Concernant la journée internationale des droits de la femme elle répond d’emblée « c’est important de mentionner ce temps dans le calendrier, de souligner cette date, faire un bilan sur la situation des femmes d’ici et d’ailleurs. Ces droits ne sont pas chose acquise. Il y a des combats encore à mener et ils ne tombent pas du ciel ».

De par ses origines, son regard se tourne en Inde et aussi en Europe « le constat est édifiant, lorsque je vivais à Berlin, j’ai pu observer que la situation des femmes n’a rien à voir avec celles qui vivent en Inde ».

Pour la blogueuse culinaire « à La Réunion il est difficile de dire qu’il existe une égalité des sexes, il y a encore de grandes différences entre les lois et les mentalités ». Elle se souvient des interrogations posées à des femmes de son entourage « je me demandais pourquoi les femmes mariées n’avaient pas de prénoms : on les appelait toujours par le prénom de leurs maris comme Mme Christian ou Mme Jean ».

Si sa génération n’a de cesse de plaisanter autour « des réflexions sexistes » elle poursuit « je suis encore surprise qu’un vendeur d’un magasin de bricolage me demande si je vais pouvoir utiliser tel ou tel outil », poursuit-elle.  Dans un tout autre domaine elle reconnait « que la pression du mariage pèse plus sur les femmes que sur les hommes, je ne sais pas si elle est liée à la religion ou à la conscience collective. Une femme n’appartient ni à son mari, ni à son père ».
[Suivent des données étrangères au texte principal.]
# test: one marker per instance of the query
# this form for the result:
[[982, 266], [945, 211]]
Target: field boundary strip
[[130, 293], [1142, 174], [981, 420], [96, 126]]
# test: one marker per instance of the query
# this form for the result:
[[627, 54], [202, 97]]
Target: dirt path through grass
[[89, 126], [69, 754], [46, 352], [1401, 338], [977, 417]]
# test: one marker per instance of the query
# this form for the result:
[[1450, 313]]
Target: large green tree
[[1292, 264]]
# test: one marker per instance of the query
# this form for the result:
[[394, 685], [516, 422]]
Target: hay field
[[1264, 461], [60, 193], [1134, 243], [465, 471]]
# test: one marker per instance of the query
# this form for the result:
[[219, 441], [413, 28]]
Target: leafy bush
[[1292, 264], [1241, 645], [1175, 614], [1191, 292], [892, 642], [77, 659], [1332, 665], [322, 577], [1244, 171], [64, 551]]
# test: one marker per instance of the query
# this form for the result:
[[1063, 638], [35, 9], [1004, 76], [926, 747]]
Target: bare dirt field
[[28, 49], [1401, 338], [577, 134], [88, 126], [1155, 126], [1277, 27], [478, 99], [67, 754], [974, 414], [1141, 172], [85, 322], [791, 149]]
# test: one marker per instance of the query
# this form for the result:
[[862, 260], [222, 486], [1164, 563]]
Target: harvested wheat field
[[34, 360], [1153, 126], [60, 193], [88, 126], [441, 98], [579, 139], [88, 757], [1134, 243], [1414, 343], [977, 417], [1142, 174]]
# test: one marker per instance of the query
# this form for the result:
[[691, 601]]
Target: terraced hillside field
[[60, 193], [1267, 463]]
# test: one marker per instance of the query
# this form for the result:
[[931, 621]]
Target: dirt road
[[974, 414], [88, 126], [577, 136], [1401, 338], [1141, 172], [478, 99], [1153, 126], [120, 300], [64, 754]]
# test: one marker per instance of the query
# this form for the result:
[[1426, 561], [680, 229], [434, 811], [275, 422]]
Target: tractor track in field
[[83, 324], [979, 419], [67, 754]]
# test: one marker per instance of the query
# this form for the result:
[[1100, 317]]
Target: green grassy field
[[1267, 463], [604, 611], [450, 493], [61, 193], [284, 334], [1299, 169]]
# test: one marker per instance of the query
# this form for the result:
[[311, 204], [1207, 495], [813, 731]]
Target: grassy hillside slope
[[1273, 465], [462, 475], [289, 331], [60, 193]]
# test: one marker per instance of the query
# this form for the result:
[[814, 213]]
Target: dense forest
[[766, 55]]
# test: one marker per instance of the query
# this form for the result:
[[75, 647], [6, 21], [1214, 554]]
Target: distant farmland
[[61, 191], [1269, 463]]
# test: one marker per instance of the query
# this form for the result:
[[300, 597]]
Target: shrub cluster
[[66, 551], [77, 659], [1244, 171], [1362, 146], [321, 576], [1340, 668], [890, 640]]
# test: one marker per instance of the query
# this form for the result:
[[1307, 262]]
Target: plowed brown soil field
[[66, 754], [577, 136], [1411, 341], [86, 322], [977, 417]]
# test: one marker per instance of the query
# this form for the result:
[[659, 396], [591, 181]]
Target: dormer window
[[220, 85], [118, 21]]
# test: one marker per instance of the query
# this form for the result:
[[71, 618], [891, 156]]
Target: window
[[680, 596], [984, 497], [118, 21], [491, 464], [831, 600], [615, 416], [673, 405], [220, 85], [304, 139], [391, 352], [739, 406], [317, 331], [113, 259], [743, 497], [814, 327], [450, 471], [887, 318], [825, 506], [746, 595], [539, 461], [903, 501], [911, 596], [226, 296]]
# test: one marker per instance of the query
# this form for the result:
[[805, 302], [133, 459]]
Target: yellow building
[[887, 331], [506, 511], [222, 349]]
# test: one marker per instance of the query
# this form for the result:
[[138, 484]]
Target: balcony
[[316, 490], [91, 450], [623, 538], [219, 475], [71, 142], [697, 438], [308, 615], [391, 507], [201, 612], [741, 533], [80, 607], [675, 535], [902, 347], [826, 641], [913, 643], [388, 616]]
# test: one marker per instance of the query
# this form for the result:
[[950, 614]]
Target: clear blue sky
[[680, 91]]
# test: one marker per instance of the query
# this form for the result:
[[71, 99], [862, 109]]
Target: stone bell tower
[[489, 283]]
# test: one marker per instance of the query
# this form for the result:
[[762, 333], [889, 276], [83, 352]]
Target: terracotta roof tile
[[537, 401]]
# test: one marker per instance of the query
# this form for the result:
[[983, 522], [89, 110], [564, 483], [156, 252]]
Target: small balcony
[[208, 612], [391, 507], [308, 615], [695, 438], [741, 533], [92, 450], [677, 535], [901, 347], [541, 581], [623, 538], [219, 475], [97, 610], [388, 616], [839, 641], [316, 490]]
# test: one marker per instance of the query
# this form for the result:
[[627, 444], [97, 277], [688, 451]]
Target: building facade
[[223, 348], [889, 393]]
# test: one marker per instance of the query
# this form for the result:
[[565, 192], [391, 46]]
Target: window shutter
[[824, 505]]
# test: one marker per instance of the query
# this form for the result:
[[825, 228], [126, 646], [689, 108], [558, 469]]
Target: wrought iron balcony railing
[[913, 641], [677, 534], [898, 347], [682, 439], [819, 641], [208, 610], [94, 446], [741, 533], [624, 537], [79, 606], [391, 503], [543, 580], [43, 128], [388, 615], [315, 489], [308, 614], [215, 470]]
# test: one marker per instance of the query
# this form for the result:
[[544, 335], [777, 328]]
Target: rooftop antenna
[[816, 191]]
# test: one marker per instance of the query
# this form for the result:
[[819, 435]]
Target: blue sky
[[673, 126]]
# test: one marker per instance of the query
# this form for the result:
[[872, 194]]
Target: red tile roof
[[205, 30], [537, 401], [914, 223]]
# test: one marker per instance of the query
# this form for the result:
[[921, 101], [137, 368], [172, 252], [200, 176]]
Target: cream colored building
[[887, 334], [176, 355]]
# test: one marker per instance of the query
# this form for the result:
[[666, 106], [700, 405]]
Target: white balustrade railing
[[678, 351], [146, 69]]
Face aux élèves de CP elle tente de transmettre le temps d’une année « une éducation similaire aux filles et aux garçons mais là encore nous ne savons pas trop ce qui se dit à la maison. ».

Quant aux violences faites aux femmes, Raphaëlle Antou est sidérée par ce phénomène. « Considérer une femme comme un objet, lui taper dessus, je suis anéantie par ce phénomène », révèle-t-elle.
 
Mais il y a bien une femme à La Réunion qui mène un combat sans fin contre les violences envers les femmes et pour laquelle est voue une admiration sans fin « c’est Huguette Bello ! Son travail permanent en faveur des femmes réunionnaises est considérable et prometteur ».